A system of mezzanines, walkways and open landings enhances this vast volume, promoting clear views that make its distribution easy to understand.
This makes the hall the perfect place for gathering, meeting and providing directions. It also offers a wide variety of uses.
The Extension: Increased Spaces And Uses
The extension offers new spaces and uses on the ground floor. Its design is modular: three metal frame modules, two of which stand on concrete-filled metal posts, hang from the glass north wall of the covered hall.
A concrete monolith connects it to the glass gable end of the existing buildings. This connection houses the circulation between the racecourse’s two entities and distributes the various spaces and programmes, as well as housing the technical premises.
This monolith is designed as an opaque volume, pierced by random windows. Rough concrete is used outside, contrasting with the coloured concrete inside, creating a friendly atmosphere. Its rough appearance serves as a harmonious foil to the main hall.
An Integrated Mixed Structure
In terms of structure, NOMADE sought to design an extension that respects the structure and operation of the existing covered hall. The project limits its overall impact and establishes a true architectural interaction with the existing building through a steadfastly unique stance.
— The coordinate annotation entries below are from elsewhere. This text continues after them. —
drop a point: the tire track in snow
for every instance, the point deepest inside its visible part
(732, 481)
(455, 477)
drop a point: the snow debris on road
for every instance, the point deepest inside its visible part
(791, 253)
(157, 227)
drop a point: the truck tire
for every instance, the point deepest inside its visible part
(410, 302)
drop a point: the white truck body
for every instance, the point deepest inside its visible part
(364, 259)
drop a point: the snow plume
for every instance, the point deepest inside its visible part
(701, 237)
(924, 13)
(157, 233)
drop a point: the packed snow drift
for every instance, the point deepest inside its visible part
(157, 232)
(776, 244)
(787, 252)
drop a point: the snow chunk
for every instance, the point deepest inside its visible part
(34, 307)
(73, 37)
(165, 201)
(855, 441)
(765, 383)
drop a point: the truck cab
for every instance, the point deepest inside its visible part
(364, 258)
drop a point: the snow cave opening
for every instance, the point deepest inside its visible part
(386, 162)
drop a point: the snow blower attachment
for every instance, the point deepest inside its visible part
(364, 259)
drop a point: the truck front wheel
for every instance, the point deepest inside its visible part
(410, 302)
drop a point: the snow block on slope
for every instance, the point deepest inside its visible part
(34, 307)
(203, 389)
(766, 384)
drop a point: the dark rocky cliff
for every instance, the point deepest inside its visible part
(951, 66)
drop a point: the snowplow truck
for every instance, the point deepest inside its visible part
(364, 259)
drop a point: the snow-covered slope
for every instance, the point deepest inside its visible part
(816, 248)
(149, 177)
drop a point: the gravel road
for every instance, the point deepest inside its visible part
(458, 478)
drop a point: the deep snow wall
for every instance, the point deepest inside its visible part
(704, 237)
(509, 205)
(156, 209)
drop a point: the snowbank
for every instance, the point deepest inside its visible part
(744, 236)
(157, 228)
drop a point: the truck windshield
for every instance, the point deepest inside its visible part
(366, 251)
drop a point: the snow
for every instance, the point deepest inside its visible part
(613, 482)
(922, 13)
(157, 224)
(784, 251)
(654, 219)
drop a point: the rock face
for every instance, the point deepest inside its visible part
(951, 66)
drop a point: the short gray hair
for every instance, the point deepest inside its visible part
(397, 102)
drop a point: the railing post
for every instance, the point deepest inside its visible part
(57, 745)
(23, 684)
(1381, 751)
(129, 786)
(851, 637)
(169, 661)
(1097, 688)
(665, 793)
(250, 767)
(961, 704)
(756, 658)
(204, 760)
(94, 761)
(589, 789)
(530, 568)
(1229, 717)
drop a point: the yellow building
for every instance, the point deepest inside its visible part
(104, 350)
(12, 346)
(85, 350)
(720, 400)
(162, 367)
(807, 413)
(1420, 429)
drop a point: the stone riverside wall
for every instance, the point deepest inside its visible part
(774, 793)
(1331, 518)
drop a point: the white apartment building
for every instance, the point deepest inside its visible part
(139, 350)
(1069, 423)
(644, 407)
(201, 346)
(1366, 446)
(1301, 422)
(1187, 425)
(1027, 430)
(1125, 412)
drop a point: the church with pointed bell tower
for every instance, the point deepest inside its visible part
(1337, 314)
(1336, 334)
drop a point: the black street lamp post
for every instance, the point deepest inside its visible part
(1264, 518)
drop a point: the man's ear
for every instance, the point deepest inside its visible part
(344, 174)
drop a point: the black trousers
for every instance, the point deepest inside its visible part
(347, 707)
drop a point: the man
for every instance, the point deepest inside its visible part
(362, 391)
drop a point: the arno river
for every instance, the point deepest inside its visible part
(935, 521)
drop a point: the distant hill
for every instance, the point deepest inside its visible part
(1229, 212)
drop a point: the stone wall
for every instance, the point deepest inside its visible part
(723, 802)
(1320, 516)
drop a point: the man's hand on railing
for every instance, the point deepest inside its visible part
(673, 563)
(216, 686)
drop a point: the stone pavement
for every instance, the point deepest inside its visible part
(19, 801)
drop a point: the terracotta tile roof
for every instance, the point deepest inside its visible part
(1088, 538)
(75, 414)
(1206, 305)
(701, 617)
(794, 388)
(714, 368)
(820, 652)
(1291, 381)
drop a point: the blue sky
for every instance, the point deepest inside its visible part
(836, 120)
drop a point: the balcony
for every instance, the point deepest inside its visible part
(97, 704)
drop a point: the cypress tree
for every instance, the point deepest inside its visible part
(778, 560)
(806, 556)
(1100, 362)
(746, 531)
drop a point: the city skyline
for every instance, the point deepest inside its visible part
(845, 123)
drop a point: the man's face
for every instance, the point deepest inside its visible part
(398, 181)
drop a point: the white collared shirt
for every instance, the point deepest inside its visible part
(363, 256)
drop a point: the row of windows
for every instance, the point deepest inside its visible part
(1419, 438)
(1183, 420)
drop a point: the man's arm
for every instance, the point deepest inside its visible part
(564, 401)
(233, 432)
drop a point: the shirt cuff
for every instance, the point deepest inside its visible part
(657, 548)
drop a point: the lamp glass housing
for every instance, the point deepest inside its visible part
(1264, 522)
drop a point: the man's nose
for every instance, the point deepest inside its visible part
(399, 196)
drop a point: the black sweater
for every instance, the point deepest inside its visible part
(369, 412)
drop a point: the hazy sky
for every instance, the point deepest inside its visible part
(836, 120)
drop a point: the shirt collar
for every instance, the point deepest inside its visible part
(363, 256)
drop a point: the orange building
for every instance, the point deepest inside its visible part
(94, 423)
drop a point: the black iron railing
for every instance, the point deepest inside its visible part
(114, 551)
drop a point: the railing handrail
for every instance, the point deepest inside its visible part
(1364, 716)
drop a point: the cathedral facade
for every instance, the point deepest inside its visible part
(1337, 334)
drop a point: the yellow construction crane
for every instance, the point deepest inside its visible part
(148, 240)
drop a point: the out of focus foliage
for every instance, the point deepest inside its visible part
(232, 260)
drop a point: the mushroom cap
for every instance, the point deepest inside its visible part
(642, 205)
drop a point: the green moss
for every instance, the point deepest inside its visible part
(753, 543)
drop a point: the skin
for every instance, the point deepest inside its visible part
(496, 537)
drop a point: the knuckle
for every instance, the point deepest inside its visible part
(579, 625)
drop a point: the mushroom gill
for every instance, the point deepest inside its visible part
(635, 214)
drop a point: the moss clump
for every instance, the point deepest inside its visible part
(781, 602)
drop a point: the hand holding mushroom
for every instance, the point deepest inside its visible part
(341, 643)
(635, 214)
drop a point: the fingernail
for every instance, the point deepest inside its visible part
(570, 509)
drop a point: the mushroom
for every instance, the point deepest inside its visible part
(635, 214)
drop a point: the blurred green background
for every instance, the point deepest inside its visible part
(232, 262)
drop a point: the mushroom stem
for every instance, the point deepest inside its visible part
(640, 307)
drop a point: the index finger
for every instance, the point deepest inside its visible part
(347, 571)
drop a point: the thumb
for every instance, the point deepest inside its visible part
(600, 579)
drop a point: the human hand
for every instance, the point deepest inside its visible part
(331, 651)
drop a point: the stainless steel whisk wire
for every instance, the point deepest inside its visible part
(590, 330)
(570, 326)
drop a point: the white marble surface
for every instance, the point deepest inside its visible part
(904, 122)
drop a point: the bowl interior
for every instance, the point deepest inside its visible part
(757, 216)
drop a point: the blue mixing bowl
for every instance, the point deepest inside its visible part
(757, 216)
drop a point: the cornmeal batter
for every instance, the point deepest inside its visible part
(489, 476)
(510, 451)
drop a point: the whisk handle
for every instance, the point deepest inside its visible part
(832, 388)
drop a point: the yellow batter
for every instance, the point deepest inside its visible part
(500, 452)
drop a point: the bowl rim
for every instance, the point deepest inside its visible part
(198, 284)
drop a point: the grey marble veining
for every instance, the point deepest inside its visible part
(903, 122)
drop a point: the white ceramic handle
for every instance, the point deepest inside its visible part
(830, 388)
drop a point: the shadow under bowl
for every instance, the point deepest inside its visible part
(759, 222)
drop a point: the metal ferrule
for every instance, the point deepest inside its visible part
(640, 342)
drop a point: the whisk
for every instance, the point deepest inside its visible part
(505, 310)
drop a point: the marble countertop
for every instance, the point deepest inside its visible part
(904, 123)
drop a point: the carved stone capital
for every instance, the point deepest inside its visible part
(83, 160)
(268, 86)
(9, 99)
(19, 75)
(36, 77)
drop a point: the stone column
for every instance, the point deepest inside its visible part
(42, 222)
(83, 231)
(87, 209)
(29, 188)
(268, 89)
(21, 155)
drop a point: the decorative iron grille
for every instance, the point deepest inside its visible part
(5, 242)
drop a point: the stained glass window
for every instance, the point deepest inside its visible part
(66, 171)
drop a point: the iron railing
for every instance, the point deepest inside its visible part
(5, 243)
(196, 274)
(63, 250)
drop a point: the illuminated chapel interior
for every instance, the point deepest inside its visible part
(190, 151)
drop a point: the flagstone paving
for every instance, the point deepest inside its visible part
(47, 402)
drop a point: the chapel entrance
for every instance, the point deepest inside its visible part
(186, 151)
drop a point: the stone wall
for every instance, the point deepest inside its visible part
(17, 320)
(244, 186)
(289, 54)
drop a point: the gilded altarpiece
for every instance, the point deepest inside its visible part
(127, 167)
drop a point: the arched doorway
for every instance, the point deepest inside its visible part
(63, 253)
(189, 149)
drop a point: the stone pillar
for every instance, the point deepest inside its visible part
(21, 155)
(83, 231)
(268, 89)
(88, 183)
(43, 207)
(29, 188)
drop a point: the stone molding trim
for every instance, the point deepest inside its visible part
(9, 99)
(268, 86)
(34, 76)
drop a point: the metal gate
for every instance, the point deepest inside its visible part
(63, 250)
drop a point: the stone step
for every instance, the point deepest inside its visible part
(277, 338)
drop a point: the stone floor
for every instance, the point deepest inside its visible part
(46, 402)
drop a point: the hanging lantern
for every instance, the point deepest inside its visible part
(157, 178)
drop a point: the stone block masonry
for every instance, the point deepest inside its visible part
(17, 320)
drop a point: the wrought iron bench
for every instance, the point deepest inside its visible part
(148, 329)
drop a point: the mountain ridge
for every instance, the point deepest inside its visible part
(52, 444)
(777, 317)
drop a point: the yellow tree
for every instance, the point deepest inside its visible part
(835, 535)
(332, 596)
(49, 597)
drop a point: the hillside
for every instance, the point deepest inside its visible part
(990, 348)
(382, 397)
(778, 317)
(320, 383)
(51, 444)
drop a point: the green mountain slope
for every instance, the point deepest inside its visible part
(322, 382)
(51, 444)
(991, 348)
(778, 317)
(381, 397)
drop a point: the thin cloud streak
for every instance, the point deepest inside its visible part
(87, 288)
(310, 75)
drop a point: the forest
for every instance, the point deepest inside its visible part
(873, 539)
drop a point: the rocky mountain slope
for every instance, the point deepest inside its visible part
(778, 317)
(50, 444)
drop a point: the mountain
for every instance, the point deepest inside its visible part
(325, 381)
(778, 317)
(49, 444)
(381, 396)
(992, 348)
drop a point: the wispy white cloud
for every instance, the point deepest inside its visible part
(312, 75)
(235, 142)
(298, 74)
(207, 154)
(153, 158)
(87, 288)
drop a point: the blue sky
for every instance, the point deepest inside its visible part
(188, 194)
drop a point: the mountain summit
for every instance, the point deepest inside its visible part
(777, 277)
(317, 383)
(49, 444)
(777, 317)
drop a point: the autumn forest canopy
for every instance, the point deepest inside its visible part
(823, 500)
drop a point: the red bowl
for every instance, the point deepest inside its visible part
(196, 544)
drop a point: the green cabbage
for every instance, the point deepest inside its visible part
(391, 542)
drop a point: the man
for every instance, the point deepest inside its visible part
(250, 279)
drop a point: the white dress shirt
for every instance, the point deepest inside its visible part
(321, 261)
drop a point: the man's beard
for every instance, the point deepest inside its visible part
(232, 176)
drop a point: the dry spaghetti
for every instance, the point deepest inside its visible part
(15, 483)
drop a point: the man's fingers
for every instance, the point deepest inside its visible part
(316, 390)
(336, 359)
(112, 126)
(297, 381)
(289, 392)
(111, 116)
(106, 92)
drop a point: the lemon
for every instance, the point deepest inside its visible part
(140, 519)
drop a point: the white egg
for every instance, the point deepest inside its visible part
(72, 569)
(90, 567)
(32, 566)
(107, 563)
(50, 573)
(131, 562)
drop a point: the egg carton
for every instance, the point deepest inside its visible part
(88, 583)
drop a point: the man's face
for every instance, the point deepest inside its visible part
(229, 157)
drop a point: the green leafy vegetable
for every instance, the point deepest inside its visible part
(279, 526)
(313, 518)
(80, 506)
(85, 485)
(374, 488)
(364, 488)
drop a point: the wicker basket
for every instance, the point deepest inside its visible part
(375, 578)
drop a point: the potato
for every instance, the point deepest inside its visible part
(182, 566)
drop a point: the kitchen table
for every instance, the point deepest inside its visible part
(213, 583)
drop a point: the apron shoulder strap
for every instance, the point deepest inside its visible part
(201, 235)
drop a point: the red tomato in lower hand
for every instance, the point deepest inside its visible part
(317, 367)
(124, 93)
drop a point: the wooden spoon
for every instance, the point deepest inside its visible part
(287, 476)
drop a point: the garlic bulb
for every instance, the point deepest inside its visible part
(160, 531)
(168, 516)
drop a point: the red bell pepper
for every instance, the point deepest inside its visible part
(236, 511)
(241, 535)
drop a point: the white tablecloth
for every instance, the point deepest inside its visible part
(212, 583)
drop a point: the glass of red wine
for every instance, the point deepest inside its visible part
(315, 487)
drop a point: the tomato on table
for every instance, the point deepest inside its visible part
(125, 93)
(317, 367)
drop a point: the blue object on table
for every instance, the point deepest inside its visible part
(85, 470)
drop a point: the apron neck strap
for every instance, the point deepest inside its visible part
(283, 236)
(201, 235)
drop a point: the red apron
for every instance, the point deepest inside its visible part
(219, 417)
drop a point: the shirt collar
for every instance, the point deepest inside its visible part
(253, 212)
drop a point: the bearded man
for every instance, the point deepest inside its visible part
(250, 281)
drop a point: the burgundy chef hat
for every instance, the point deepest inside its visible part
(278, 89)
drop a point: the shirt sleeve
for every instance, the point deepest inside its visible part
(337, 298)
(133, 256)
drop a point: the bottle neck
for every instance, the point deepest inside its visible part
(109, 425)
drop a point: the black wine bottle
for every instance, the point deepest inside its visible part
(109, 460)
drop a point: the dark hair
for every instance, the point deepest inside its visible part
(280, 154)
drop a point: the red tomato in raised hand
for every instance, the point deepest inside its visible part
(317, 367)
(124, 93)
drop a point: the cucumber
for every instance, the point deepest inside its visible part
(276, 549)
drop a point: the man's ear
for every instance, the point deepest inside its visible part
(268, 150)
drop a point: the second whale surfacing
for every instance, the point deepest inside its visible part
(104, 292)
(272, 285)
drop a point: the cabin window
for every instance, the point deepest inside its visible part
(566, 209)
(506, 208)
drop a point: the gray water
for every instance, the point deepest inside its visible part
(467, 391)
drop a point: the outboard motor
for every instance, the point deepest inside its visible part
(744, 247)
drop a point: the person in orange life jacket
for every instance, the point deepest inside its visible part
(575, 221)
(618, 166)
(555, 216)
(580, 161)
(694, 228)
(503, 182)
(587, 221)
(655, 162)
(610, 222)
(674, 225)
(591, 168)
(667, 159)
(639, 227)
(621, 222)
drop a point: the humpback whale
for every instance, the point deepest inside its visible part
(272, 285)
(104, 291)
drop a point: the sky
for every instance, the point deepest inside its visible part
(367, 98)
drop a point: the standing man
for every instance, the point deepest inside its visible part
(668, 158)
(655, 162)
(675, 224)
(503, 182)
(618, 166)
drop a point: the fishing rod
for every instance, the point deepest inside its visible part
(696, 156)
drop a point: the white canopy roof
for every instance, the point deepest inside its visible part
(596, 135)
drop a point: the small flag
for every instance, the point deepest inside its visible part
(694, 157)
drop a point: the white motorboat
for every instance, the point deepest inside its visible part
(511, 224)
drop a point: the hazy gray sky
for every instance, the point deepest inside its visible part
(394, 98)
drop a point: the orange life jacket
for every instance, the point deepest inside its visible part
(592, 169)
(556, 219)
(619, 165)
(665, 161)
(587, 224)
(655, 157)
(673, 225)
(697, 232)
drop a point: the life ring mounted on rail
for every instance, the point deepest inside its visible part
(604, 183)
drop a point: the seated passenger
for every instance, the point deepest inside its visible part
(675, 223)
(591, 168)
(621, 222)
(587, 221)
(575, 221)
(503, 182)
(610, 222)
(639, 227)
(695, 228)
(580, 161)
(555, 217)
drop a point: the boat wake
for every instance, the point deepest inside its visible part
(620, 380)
The new building will connect to the existing one by the glass gable of the northwest façade. The extension chooses to mark a strong contrast with the existing structure through its design and materials, yet respects the longitudinal layout naturally imposed by the racetrack.
The combined use of metal and concrete offers considerable latitude to architectural creation. This is why the modules have a metal or mixed structure mounted on concrete-filled metal posts.
The supporting structure on the façade is mainly made up of steel beams carrying composite floor slabs (concrete slab in metallic formworks).
The facade consists on a filter that alternates clear and opaque surfaces, creating several sequences. This filter consists of aluminium cladding placed against the primary structure of the building. It covers the façades with a greater or lesser density, according to the need to open up or obscure the view or provide protection from the sun.
The stairwells and lifts have a concrete structure (load-bearing walls) and brace the entire extension building. An expansion joint has been created between the existing building and the extension.
The accessible terrace overlooking the show ring consists of a concrete slab. The roof is a waterproofed and insulated concrete slab finished with a vegetated roof.